What ARTEFACTS indication particular notions of place?
Can I say the entire place? But as a history nut, I was moved by the WWI: Love and Sorrow exhibition. Particularly the objects, the posters and photographs and the stories behind them all were profoundly affecting. It was both a sobering and reverential exhibition and really felt Hornstein’s claim of the inseparability of memory and place during that time. Very moving.
I like the dinosaur exhibit too. I think Marcus mentioned that they didn’t have time to go to the dinosaur exhibit but I so very much did! And the insect exhibitions were gross.
What elements on display are distinctly Melbourne?
What could be more Melbourne than the public transport life, particularly our good ol’ tram system. There was the West Gate bridge as well and some of the more known Melbourne city-streets. I think I remember reading this on Steph’s blog, but I also adored the model of the interior of the Capital Theatre. I adore vintage films, the whole classic look and impression. I was moved. I felt as though I was transported right at that time!

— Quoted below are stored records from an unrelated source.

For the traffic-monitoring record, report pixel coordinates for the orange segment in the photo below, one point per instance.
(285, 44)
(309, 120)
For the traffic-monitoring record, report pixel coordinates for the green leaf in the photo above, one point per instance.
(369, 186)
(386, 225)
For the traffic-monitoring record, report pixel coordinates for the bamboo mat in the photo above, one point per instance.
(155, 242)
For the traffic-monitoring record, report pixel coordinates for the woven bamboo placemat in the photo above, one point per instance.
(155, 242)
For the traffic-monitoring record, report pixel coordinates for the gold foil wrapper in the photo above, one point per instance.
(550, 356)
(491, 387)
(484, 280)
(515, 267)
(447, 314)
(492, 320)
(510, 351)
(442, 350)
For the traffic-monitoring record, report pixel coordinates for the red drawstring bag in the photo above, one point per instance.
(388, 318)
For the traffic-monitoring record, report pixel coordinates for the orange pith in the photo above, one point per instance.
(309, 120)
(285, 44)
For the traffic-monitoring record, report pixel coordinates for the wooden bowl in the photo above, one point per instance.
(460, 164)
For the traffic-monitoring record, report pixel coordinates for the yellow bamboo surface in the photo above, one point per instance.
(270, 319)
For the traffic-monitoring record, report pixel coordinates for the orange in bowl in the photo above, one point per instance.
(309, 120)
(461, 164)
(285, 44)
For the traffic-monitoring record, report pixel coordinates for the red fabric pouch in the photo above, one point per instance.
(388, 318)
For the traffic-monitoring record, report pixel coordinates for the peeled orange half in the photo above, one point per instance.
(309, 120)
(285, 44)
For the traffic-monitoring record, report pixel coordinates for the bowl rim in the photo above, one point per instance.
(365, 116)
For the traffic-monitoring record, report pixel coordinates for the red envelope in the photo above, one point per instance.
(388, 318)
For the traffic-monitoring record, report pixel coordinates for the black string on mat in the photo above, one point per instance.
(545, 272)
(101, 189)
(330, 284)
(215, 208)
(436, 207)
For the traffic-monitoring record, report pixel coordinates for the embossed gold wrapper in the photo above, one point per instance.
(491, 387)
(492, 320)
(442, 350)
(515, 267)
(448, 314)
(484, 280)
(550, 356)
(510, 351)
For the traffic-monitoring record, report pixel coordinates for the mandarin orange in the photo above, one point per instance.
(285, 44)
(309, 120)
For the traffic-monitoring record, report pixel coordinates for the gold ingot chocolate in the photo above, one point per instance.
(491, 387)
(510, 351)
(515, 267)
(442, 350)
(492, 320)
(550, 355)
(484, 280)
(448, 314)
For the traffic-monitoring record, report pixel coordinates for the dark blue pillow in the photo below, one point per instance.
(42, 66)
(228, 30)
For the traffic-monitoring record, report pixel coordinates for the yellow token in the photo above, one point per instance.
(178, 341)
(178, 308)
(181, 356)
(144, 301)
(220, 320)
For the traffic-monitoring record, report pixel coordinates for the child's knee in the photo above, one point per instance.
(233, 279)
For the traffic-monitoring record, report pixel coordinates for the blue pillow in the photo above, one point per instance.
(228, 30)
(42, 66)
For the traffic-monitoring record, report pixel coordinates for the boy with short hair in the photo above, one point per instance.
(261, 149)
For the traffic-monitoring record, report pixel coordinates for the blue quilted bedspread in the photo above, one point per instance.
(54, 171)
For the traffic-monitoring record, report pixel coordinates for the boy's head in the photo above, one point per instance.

What have you noticed about WAYFINDING techniques used throughout the exhibition?
A lot more descriptive than imagined, but I expected it to be.
How does the Museum deal with ‘difficult” or “tragic” stories?
In a very clinical fashion. Forget festooned stories to wash the soul in tragic increments. Cold, hard facts, no opinions, “this is what happened” and “it was sad” and that was it. Some could say it’s a little cold, but I think it’s perfect to deal with tragedies in this way. And I credit the Melbourne Museum in doing so in this fashion because no one wants to be bombarded by undercurrent political sentiments.
What “media” do they use to tell the stories?
Very similar to most museums and exhibitions I’ve been to. Soundscapes, alien-like body pods (those are real cool!), maps, interactive “peepholes”, documentaries and the like.